We are to serve with gladness and with rejoicing. In Psalm 100:2 we read, “Serve the Lord with gladness. Come before His presence with singing.”

What is your thinking day by day? Is it, "Lord, thank you for the strength to serve you; it is my glory to serve you; it is my greatest joy! What happiness it brings me to know that as I carry out the responsibilities you have entrusted to me, I serve my Lord. . ."?

Sad to say it is common to find us serving with grumbling and with murmuring. So often we feel imposed upon. We lack strength. There is no joy.

In Deuteronomy 28: 47-48, we find a interesting thought and a provoking comment on serving. These verses refer to the children of Israel and served as a warning to them and as a warning to us as well, “Because you did not serve the Lord your God joyfully and gladly in your time of prosperity; therefore, in hunger and thirst, in nakedness and dire poverty, you will serve the enemy the Lord sends against you.”

And what are the enemies that we will find ourselves in bondage to? The things that limit our lives. That hold us in bondage. That deprive us of God’s blessings. Our feelings of fear, of unworthiness, of inadequacy. Our own selfishness. Our self-centeredness. Our self seeking.

Certainly all of us, as we serve, come to those times when we feel at the end of our ropes. There may be times when we have wondered as we serve if there isn’t more to life than this. We may feel that in the ceaseless serving we have been called to render, we have literally lost our lives.

But Jesus tells us that “she who loses her life for My sake will find it.” Note that the scriptures does not say, "she who loses their life will find it". No, the promise is good only for those who lose their life for Christ’s sake. The promise is she who loses her life in order to be My bondservant, she who loses her life in order to serve Me with joy, she will find Me. And the JOY of the Lord will be her strength.

Once she has found this truth, what will she find? That in as much as she did it to the least of these my brethren, she did it unto Me.

Teach your children that the greatest calling, the greatest privilege in life is TO SERVE.

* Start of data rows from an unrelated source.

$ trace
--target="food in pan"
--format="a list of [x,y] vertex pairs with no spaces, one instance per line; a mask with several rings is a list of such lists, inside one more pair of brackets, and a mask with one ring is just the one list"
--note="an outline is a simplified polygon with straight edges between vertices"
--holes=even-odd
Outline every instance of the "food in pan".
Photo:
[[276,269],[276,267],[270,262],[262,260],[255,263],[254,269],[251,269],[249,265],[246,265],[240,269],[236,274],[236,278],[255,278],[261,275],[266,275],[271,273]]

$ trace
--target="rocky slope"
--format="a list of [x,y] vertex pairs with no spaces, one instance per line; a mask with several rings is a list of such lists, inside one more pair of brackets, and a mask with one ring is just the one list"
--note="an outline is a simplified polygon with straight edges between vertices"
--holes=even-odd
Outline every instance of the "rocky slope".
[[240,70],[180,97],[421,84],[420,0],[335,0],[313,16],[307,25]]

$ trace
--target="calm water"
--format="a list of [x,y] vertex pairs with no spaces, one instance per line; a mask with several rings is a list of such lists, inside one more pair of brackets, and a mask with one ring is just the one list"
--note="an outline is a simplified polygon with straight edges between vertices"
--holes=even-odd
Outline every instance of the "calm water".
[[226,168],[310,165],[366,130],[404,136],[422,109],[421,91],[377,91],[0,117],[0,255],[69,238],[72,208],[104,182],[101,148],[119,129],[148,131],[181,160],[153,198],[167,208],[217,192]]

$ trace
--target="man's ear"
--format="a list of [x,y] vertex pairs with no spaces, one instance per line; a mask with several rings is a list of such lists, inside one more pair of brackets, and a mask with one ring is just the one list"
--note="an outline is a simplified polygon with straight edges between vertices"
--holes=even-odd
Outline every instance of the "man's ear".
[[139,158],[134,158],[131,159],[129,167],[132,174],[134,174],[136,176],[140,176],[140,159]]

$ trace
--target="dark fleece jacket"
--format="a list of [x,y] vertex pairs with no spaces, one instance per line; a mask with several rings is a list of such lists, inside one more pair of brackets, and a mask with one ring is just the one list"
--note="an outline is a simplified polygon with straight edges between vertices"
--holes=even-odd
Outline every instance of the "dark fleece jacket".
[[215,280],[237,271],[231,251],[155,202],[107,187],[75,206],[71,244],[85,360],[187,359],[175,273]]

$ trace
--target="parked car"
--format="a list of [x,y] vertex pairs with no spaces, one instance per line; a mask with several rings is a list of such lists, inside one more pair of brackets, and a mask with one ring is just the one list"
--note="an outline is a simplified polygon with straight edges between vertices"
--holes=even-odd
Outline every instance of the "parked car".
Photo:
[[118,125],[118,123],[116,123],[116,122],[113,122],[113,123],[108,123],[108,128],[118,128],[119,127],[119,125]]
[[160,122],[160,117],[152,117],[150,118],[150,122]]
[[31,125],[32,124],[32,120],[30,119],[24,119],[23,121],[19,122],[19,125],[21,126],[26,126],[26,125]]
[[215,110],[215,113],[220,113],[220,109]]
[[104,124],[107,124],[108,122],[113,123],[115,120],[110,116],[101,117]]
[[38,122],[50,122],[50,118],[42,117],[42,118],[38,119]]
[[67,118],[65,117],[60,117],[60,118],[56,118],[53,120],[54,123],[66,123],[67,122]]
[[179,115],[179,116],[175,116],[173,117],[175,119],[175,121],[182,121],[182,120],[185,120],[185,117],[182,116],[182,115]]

Years ago, my little granddaughter, Erin, was with me in the kitchen and she said, “Mama, may I help you?” And I grabbed her up and kissed her and I hugged her and I said “Yes, Erin you may help me. Darling, do you know that being a helper is the way to be happy in your life?

This brings us to the last point. Serve Him all the days of your life. Anyone can make a beginning, but to follow through day after day, therein lies the challenge!

Here is a prayer in closing:

"Paul and Timothy, bondservants of Jesus Christ... I want to stand with them and you can join me, Marjorie Jackson, Bondservant of Jesus Christ. Ones who have chosen to be dependent on You, to be obedient to You. Ones who have chosen to belong to You. That is the role, Lord, that I choose for my life. No that I have attained it, but I open my life to receive it. By God’s grace, for me and house, we will serve the Lord. A servants heart is not my gift to you, Lord, it is Your gift to me. And as I expected, in truth, Jesus Christ becomes for me and for my family — the heart of home.

And now may the Lord bless you and keep you in his word and in his love until we meet again. In Jesus' name, so be it."